This is a letter in response to Audrey Lamsam’s exceptionally stale “Critique on Hollywood.” According to Lamsam, “movies are starting to get less and less original” and “no one appreciates the art of filmmaking anymore.” The only assumption I can safely make from these statements is that Lamsam has little or no grasp of what constitutes an innovative or, using Lamsam’s words “truly awe-inspiring” or “groundbreaking” film.
I take it Lamsam did not see such impressive films as The Diving Bell and the Butterfly, I’m Not There, Persepolis, Once, This is England, Notes on a Scandal, Volver, Old Joy, La Vie en Rose, Half Nelson, or The Puffy Chair, all of which were released in the past two years. Since Lamsam obviously didn’t make it to see any flicks in an independent movie theatre, surely she caught the blockbusters The Departed, No Country for Old Men, There Will Be Blood, Sweeney Todd, or Wall-E. And was she not moved by the charm of Ratatouille, the hysterics of Superbad, or the thrill of The Bourne Ultimatum? (All of which were top-grossing films last year, by the way.) And while Lamsam hails the brilliance of Francis Ford Coppola’s The Godfather II (such an unique observation!), she neglects to cite the originality of Coppola’s latest film, 2007’s Youth Without Youth.

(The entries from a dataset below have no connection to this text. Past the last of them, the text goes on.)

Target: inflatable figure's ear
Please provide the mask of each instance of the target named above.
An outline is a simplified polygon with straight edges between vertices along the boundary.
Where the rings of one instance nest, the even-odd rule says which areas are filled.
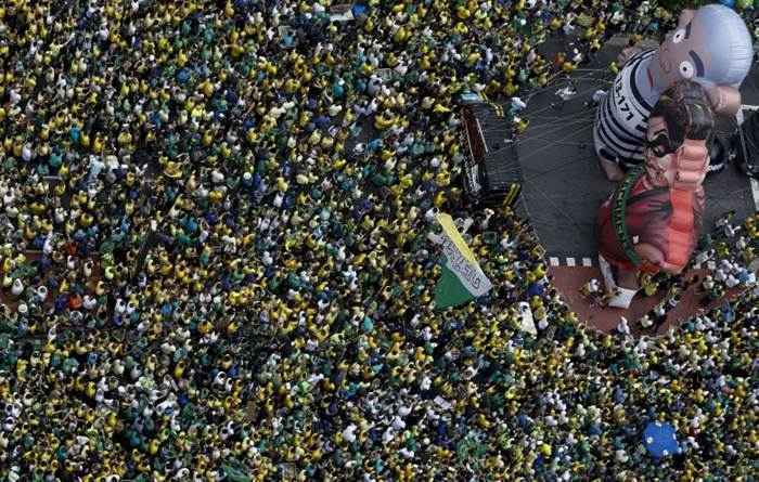
[[[734,116],[741,108],[741,92],[737,89],[728,86],[713,86],[707,88],[706,94],[715,113]]]

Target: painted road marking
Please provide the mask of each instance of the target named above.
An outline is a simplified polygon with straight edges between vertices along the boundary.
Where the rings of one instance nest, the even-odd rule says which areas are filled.
[[[744,110],[759,110],[759,105],[742,105],[741,109],[735,114],[735,120],[741,126],[744,121]],[[751,197],[754,198],[754,209],[759,211],[759,181],[754,178],[748,178],[748,183],[751,185]]]

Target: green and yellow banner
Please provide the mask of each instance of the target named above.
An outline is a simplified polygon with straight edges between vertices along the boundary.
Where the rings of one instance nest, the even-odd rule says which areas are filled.
[[[479,268],[450,214],[438,213],[437,221],[442,227],[440,238],[446,264],[435,287],[435,308],[443,309],[481,297],[492,288],[492,284]]]

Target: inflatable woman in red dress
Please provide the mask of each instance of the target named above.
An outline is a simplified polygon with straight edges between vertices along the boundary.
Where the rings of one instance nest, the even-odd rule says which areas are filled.
[[[599,261],[609,305],[628,308],[640,272],[680,273],[700,233],[713,110],[698,83],[681,80],[654,106],[643,166],[630,171],[597,216]]]

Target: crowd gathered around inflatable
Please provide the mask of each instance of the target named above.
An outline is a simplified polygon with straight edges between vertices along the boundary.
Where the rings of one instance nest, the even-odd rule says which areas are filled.
[[[463,93],[527,99],[680,12],[338,6],[0,2],[0,480],[756,477],[759,216],[600,334],[528,220],[461,187]],[[441,212],[492,283],[445,310]]]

Did she bother to see it? Doubt it. Well I did, and I thought it was phenomenal.
To Lamsam: your “critique” on Hollywood is a trite one. Guess what? It’s called the film industry because that’s just what it is, an industry. Films are made and released with the intention of generating profit. That’s the nature of the film industry, so get over it. People pay to see movies that will, for at least an hour or two, distract them from the monotony everyday life. If someone is enthused to see a movie about a superhero, talking dog or Roman warrior, then so be it. But keep in mind, each week dozens of new films are released, and although many are formulaic or predictable, many are also inspiring and innovative.
To the editor: Lamsam’s ever-so-typical disgruntled film student complaints are very limited, ill-informed and clichéd. Get someone new to write about movies. Please.